Also, stop Tanyon Sturtzing the shit out of pitches, please.
Youkilis was cueballioed, in the sense he unmustachioed himself, because he's trying to fit in. Good move. He had a hit. Also, good.
Actually, let's look the box score.
Most of the punchless Yankees had hits.
Nunez didn't, because he never does what he is supposed to do. Usually that comes in the form of errors, but today he brought out the special silverware for opening day and just went hitless instead.
Vernon Wells was without punch because he's aboutn 93 years old.
Ben Fransisco blanked but I have literally NO idea who the hell this guy is.
Lyle Overbay also nothing. Seriously. That wasn't a joke, Lyle Overbay was actually signed. I honestly thought that was a rumor that was going to be dismantled on snopes.com.

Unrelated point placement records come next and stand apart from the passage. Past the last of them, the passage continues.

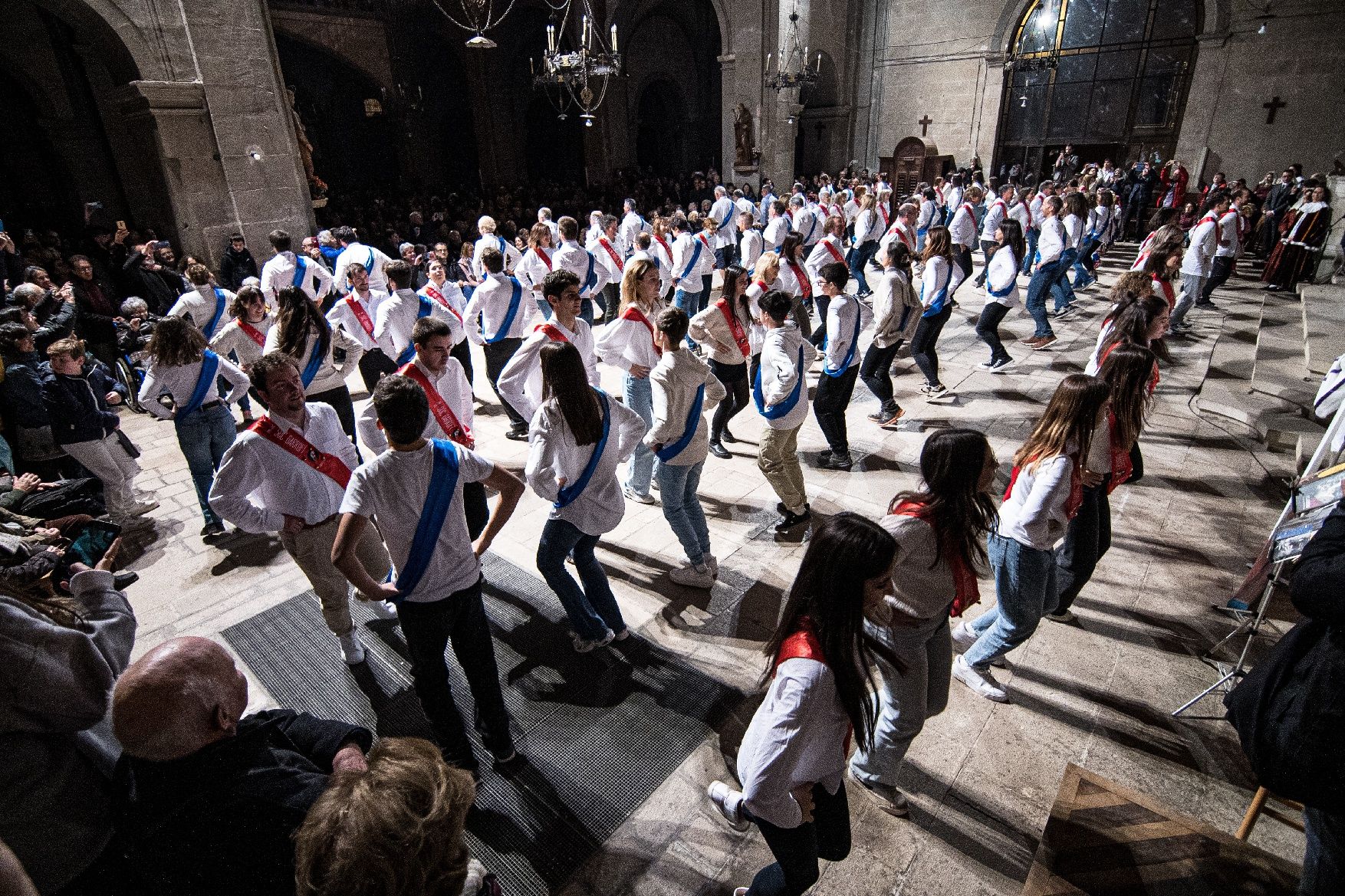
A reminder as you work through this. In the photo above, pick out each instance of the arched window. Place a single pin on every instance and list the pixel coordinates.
(1107, 76)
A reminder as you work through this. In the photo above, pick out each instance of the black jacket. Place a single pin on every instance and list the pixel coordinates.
(221, 821)
(77, 405)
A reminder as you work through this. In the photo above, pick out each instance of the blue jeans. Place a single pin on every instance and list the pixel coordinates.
(640, 397)
(906, 698)
(203, 438)
(682, 509)
(594, 609)
(1025, 587)
(690, 303)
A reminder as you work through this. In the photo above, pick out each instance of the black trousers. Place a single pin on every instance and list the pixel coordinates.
(988, 327)
(497, 357)
(923, 345)
(876, 373)
(829, 405)
(459, 621)
(1087, 538)
(797, 849)
(735, 381)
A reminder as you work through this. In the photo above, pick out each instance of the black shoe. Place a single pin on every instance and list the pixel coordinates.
(792, 520)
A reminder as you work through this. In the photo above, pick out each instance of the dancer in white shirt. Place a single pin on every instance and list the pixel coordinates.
(288, 474)
(579, 436)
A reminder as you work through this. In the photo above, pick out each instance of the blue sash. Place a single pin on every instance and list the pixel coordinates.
(514, 302)
(849, 354)
(301, 272)
(569, 493)
(209, 370)
(219, 311)
(693, 423)
(775, 412)
(423, 310)
(696, 258)
(442, 484)
(315, 363)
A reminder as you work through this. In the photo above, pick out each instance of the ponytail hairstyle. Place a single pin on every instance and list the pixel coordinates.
(565, 379)
(842, 557)
(951, 464)
(1129, 372)
(295, 317)
(1068, 423)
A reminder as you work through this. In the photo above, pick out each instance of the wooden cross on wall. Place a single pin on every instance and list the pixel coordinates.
(1273, 107)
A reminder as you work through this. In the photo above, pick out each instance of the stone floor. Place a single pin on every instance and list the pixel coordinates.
(982, 776)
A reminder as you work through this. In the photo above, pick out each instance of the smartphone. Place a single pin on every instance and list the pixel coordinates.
(92, 543)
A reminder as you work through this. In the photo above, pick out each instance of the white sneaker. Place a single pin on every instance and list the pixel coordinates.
(729, 802)
(351, 650)
(693, 576)
(981, 682)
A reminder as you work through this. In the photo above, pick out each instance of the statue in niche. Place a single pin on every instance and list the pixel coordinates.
(744, 142)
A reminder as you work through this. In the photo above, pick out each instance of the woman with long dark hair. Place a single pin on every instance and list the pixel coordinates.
(792, 758)
(304, 334)
(1045, 491)
(579, 436)
(722, 331)
(940, 533)
(1130, 372)
(182, 384)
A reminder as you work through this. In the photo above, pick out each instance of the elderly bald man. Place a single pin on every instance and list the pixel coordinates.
(213, 796)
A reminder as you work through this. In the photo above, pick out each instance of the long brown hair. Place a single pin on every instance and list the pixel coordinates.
(951, 463)
(1127, 372)
(565, 379)
(296, 317)
(1068, 423)
(176, 342)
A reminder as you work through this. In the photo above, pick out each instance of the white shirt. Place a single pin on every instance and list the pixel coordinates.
(397, 315)
(392, 490)
(198, 306)
(452, 386)
(521, 381)
(344, 315)
(278, 274)
(553, 455)
(258, 484)
(490, 306)
(367, 258)
(180, 382)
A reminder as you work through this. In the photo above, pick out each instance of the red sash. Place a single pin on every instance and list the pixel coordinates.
(603, 242)
(444, 415)
(804, 280)
(256, 335)
(1077, 487)
(294, 441)
(437, 297)
(360, 313)
(635, 313)
(740, 335)
(966, 588)
(552, 333)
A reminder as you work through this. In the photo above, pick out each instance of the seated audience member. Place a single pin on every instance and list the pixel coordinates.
(394, 829)
(213, 796)
(61, 655)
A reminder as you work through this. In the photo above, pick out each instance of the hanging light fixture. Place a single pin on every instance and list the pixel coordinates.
(579, 77)
(791, 64)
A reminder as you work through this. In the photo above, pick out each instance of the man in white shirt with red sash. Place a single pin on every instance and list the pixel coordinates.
(288, 472)
(355, 315)
(521, 381)
(415, 495)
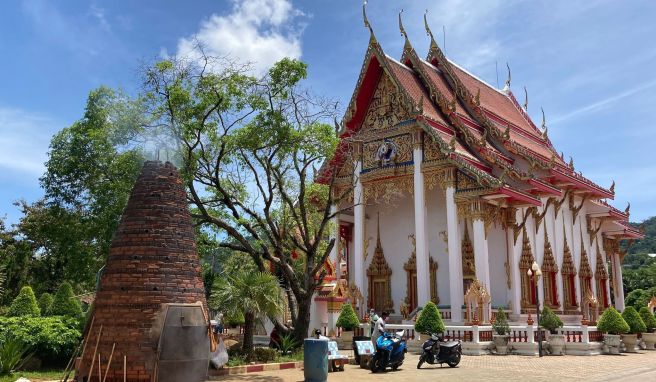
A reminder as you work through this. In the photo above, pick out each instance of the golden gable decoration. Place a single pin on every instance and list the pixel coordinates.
(380, 283)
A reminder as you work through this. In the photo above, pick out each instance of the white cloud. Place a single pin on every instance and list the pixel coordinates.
(259, 32)
(24, 139)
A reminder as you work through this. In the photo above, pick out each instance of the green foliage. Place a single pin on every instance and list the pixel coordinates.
(550, 320)
(13, 353)
(430, 320)
(611, 322)
(633, 319)
(24, 304)
(347, 319)
(53, 339)
(500, 324)
(45, 303)
(287, 344)
(250, 294)
(65, 303)
(648, 318)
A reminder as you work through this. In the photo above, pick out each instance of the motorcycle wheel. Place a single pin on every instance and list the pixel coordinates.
(422, 359)
(454, 361)
(376, 363)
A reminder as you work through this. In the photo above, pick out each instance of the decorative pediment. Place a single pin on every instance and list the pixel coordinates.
(387, 107)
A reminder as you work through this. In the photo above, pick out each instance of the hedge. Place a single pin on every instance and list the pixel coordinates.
(52, 338)
(24, 304)
(430, 320)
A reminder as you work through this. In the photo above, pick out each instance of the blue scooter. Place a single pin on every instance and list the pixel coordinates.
(390, 351)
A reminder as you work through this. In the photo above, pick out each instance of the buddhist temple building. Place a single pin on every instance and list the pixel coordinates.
(455, 190)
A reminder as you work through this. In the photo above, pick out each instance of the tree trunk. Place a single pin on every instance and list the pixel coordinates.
(249, 328)
(302, 323)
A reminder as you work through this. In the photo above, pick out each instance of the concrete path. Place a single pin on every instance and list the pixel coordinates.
(624, 367)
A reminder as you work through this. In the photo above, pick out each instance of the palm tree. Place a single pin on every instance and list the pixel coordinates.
(250, 293)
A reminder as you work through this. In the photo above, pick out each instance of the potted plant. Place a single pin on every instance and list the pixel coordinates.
(612, 325)
(430, 320)
(550, 321)
(636, 326)
(648, 337)
(502, 329)
(348, 321)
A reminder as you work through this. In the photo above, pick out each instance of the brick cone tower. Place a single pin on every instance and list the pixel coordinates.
(152, 261)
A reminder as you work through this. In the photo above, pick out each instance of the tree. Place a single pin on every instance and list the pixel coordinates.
(252, 294)
(65, 303)
(430, 320)
(45, 303)
(249, 150)
(24, 304)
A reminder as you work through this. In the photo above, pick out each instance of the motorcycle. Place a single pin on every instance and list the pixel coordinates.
(435, 351)
(390, 351)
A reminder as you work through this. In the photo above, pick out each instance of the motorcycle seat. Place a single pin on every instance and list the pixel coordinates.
(449, 344)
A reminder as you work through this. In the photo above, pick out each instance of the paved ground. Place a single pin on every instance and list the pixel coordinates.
(624, 367)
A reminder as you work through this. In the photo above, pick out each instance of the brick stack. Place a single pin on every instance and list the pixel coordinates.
(152, 261)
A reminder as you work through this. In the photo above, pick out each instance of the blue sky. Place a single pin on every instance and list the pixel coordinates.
(590, 65)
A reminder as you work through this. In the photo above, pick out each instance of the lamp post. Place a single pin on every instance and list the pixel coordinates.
(536, 272)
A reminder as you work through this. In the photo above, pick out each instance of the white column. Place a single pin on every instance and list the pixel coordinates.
(456, 293)
(480, 253)
(358, 222)
(423, 269)
(619, 287)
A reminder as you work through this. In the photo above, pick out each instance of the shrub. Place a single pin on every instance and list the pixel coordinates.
(24, 304)
(631, 316)
(500, 324)
(264, 355)
(45, 303)
(648, 318)
(430, 320)
(348, 320)
(13, 354)
(550, 320)
(611, 322)
(53, 339)
(65, 303)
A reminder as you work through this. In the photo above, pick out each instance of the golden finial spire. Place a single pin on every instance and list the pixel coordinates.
(405, 35)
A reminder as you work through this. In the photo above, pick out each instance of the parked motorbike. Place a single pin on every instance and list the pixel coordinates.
(435, 351)
(390, 352)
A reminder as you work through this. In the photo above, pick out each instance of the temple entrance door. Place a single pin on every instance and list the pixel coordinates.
(380, 295)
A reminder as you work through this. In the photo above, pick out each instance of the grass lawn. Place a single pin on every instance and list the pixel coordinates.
(41, 375)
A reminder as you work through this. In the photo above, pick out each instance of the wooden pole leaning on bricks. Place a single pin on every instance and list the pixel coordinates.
(71, 363)
(93, 358)
(109, 363)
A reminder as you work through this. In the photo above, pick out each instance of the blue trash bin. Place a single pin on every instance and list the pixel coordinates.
(315, 360)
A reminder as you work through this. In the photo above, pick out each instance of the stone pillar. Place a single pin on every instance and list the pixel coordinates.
(423, 269)
(480, 252)
(456, 294)
(358, 225)
(619, 287)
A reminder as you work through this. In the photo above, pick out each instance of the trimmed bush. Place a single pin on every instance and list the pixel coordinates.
(53, 339)
(430, 320)
(631, 316)
(65, 303)
(24, 304)
(648, 318)
(611, 322)
(500, 324)
(45, 303)
(550, 320)
(348, 320)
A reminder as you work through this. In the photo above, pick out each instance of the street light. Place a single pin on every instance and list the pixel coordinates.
(536, 272)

Super Mario had our only ribbies.
And the Red Socks beat the Yankees. They left 13 men on base, Yanks left 9. Wasn't that impressive a game, outside of Lester being decent. I guess. The bad guys' ribbies came from Iglesias, Victorino, Pedroia, Ellsbury, and Bradley Jr. How pissed is Pedroia right now that there's some Endy Chavez version of him stealing his thunder?
Not as pissed as Cano is that couldn't Kobe Bryant the team into a win with a "Aight, lemme take care of shit, just give me the ball and get out of my way" swing of the bat.
Welcome back, baseball!
In the interest of illusive corollaries, I'm drinking nothing but Hi-C tomorrow. You understand.
Hey, and for the record, I'd like to establish myself firmly in the position of the following:
In Yankees erit terminus sursum in summo. Suae quisque indiget ut statim obturatio fatigo et ens negativum.